The craggy Scot made his Albion debut against Manchester United in 1969 and played for the Baggies throughout the 1970s and for more than half of the 1980s before crossing the Black Country divide during Brian Little’s caretaker managerial stint at Molineux.

He was then a regular in Graham Turner’s defence for three years, only to suffer the frustration of not playing in the senior side again following the 4-2 home defeat against Brighton in September, 1989.

But that didn’t stop him asking his manager if he could be given the briefest of substitute appearances on the final match-day of his professional career – the 4-0 defeat at West Ham just before Italia 90.

“I thought Graham was going to release me the previous summer, so a lot of my family came down from Scotland to watch us at Preston in our last Saturday fixture,” the 56-year-old recalled.

“I was pleasantly surprised when he told me on the bus coming home that he was giving me another year.

“Unfortunately, I then fell out of favour from the autumn onwards but I asked if I might be given even a couple of minutes in the last match the following spring.

“It would have been lovely to reach the landmark as so few players achieve it and only those who make their debut at the end of a decade, as I did, have any chance.

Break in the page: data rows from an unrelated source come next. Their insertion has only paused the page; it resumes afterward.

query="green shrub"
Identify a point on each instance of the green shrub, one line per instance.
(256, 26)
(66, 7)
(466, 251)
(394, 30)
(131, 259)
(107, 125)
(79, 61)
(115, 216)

“But it wasn’t to be and there are no hard feelings.”

Ready for action, as Wolves fans will remember him from the club's lower-division days.

Robertson, now a senior business manager at the Sytner BMW dealership in Oldbury, saw the substitute jerseys at Upton Park handed instead to Paul McLoughlin and the outfield Paul Jones – and both went on.

And, in reflecting on how the likes of Peter Shilton and Stanley Matthews did manage to play in four different decades, he joins other ‘near misses’ from Molineux.

Hibbitt’s career was abruptly ended by injury as a Bristol Rovers player in 1988 and Mullen retired at the end of 1958-59, having made his debut as a 16-year-old at Molineux in 1939.